“Muratori”, spettacolo cult di Edoardo Erba con Nicola Pistoia e Paolo Triestino, parla della vita, dell’amore e dell’arte.
Nessuno forse poteva immaginare che Muratori, spettacolo di Edoardo Erba, dal 2002 avrebbe fatto così tanta strada. Sedici anni di repliche, ora è in scena per l’ultima volta dal 03 al 13 maggio al Teatro Ghione di Roma. Gli ingredienti ci sono tutti per preparare una buona ricetta: un testo fresco, ben scritto con attori e regia di Massimo Venturiello di grande livello. Il mix è esplosivo. CulturaMente, la sera della prima, era in sala.
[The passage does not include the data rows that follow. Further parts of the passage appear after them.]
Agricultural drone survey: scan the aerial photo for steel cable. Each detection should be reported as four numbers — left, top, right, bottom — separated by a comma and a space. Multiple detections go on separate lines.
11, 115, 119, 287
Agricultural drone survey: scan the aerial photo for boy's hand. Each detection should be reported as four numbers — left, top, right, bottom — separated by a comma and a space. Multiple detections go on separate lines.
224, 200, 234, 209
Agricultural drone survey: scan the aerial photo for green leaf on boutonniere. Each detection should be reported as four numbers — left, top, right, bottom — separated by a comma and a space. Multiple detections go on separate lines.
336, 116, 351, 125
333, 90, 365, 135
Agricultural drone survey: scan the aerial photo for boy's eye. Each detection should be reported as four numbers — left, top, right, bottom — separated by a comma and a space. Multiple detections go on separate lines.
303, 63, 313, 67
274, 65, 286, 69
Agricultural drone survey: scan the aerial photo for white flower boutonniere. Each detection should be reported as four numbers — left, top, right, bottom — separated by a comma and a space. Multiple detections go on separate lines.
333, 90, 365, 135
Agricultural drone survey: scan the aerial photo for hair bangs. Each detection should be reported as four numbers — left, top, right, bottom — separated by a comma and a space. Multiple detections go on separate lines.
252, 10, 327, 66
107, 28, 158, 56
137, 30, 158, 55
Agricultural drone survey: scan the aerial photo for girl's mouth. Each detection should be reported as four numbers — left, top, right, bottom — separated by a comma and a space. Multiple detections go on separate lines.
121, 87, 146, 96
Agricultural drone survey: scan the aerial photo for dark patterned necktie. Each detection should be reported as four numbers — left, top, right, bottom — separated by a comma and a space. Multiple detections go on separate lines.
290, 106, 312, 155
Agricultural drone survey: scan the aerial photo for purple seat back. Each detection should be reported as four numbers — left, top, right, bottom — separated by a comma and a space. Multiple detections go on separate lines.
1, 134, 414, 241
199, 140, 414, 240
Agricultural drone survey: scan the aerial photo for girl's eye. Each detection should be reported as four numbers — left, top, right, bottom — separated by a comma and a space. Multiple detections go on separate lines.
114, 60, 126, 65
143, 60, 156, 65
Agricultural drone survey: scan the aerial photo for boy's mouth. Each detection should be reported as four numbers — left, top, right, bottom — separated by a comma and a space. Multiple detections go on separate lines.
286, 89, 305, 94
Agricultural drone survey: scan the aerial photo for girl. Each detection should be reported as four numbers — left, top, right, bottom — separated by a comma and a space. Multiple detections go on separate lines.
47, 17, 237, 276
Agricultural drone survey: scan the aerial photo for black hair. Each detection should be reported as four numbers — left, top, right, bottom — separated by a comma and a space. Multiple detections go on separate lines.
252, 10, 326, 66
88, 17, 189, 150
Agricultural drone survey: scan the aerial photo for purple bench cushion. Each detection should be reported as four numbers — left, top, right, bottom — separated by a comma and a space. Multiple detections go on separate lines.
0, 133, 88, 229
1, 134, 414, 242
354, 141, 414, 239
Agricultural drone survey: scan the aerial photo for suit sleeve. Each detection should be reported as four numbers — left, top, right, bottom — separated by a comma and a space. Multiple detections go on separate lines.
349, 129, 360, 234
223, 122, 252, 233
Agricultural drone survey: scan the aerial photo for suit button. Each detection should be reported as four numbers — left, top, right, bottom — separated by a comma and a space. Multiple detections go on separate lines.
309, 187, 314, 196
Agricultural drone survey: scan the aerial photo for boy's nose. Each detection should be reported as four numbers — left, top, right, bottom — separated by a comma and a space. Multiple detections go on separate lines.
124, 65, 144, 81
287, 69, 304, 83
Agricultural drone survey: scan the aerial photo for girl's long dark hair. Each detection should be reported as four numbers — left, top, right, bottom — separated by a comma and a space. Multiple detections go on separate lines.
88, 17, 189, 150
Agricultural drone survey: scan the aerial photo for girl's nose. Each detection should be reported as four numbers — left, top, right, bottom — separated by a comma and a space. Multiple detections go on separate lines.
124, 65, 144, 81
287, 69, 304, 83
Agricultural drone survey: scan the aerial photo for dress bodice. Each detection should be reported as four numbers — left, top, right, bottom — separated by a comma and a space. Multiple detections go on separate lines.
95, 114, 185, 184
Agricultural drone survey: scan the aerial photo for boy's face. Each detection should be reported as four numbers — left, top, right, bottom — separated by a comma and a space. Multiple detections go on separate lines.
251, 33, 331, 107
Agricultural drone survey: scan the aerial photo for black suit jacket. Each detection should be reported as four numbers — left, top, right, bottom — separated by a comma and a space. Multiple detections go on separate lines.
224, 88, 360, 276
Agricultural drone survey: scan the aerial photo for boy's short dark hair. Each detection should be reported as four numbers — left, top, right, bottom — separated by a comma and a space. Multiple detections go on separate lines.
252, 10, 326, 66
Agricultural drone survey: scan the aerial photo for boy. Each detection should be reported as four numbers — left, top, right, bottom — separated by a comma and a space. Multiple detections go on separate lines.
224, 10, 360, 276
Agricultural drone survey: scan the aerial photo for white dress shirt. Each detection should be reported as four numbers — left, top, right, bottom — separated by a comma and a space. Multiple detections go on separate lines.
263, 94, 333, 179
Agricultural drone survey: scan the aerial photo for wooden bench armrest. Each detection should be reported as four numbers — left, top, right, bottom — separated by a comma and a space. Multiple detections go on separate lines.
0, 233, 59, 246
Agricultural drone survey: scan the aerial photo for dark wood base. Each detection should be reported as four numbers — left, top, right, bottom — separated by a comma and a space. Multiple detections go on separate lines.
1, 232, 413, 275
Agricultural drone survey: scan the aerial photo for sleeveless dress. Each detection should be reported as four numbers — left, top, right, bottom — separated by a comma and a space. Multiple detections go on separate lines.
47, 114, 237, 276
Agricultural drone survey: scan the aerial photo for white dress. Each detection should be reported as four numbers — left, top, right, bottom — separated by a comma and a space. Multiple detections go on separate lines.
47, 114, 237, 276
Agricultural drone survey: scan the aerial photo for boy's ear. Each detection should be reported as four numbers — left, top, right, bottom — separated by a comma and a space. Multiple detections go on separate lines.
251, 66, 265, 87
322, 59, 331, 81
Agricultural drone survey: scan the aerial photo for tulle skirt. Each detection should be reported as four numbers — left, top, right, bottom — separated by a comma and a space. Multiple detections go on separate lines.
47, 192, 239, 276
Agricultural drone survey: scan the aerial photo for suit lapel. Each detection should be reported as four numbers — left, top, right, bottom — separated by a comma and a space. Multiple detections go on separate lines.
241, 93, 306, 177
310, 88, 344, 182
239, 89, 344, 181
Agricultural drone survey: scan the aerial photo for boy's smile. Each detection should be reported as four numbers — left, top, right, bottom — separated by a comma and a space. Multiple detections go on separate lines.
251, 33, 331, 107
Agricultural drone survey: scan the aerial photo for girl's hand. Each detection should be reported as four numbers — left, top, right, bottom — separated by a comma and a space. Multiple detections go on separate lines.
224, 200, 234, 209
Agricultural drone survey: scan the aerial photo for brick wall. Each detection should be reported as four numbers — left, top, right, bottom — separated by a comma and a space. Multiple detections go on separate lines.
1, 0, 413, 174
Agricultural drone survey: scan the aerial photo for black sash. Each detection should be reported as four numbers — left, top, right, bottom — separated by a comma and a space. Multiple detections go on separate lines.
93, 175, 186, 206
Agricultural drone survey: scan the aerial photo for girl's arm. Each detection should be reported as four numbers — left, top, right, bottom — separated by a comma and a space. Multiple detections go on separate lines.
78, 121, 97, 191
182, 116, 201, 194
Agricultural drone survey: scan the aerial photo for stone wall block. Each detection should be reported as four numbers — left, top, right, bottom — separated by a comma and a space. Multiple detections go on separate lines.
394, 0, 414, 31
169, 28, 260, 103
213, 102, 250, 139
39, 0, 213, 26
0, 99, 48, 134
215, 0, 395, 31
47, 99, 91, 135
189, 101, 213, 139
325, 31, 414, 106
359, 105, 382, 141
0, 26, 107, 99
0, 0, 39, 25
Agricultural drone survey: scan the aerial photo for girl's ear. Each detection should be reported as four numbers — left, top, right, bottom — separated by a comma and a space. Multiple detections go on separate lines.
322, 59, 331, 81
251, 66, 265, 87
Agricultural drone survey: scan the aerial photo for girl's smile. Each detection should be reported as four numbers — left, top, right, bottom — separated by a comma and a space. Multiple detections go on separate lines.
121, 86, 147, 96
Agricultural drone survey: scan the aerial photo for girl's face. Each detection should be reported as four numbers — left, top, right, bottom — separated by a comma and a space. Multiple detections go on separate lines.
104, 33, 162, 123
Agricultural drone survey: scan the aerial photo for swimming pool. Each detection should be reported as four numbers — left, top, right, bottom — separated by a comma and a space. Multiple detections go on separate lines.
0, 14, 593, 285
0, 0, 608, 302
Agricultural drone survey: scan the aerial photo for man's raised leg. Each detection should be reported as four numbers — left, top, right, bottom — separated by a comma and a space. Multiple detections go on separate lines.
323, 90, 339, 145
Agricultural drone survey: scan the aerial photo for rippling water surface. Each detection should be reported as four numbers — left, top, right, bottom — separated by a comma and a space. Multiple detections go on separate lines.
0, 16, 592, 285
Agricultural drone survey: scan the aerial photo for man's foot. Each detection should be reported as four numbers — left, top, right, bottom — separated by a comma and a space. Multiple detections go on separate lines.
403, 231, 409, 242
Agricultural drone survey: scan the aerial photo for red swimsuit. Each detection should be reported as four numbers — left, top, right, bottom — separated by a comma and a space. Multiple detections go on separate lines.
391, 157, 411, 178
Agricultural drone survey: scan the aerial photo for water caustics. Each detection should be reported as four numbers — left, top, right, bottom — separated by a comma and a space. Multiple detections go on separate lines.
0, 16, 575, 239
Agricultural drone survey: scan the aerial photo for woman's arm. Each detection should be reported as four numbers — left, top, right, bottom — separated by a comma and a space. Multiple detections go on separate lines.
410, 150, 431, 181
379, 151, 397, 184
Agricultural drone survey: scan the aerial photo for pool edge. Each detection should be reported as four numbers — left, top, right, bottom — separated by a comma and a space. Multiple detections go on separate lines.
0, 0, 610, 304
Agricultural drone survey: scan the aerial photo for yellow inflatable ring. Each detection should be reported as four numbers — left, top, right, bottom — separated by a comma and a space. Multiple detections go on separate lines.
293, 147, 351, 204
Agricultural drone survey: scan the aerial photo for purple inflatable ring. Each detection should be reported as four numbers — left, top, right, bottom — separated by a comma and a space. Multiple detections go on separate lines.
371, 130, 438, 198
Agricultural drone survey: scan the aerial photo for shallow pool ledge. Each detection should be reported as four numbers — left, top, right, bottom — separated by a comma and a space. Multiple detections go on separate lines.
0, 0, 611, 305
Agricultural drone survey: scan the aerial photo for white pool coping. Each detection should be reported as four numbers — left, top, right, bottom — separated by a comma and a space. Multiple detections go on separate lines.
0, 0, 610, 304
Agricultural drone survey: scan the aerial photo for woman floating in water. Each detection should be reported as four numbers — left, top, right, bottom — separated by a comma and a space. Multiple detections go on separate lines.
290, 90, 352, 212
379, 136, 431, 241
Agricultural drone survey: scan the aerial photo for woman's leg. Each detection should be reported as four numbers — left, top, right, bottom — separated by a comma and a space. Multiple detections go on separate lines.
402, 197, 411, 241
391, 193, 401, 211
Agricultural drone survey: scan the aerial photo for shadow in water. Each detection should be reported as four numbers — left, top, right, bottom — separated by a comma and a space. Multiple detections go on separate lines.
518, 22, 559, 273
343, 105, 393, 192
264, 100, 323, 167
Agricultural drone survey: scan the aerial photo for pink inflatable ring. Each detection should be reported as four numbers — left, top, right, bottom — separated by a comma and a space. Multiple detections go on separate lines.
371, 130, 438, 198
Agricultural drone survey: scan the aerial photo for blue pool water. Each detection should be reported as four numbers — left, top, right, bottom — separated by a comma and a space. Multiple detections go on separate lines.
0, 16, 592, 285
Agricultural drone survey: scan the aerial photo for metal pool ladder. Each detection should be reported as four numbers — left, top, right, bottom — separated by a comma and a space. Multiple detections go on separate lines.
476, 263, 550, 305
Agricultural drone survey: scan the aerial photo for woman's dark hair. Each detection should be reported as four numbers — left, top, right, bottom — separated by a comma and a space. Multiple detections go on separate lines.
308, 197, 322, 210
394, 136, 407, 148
Fiore (Paolo Triestino) e Germano (Nicola Pistoia) sono due muratori che stanno lavorando in gran segreto in un teatro ormai in disuso. Stanno costruendo un muro per dividere il vecchio palcoscenico per creare un deposito più grande per il vicino grande magazzino. Lavorano di notte e di fretta (le belle arti non lo sanno). La genialità del testo di Edoardo Erba è in parte data dal continuo interagire con il pubblico. Fiore e Germano, soprattutto quest’ultimo, entrano ed escono dal palco con carriole piene di mattoni. Due muratori comuni che parlano della propria vita. Hanno un sogno: quello di mettersi in proprio. Per fare ciò e per comprare un camion hanno bisogno di soldi. Il testo di Edoardo Erba, incentrato sul tema della vita moderna, è ironico e dissacrante. Il muro che Fiore e Germano stanno costruendo è anche un muro allegorico e metaforico. Lo stesso muro che rende così distanti le persone. Sulla scena irrompe Giulia (Lydia Giordano). Giulia è un essere misterioso, che non si sa se esista o meno. Un fantasma, un’anima di donna, un’attrice che sconvolge la vita di Germano e porterà il tutto verso il finale imprevedibile.
Andare oltre
Muratori è un inno alla vita. Essa stessa, sembra volerci dire il testo, è un muro che sale e scende, che viene costruito e distrutto. Il muri isolano le persone ma, in questo caso, costringono Fiore e Germano a stare insieme, a sottoporsi al confronto. Il muro è un escamotage per far venir fuori la diversità delle persone, soprattutto con l’avvento di Giulia.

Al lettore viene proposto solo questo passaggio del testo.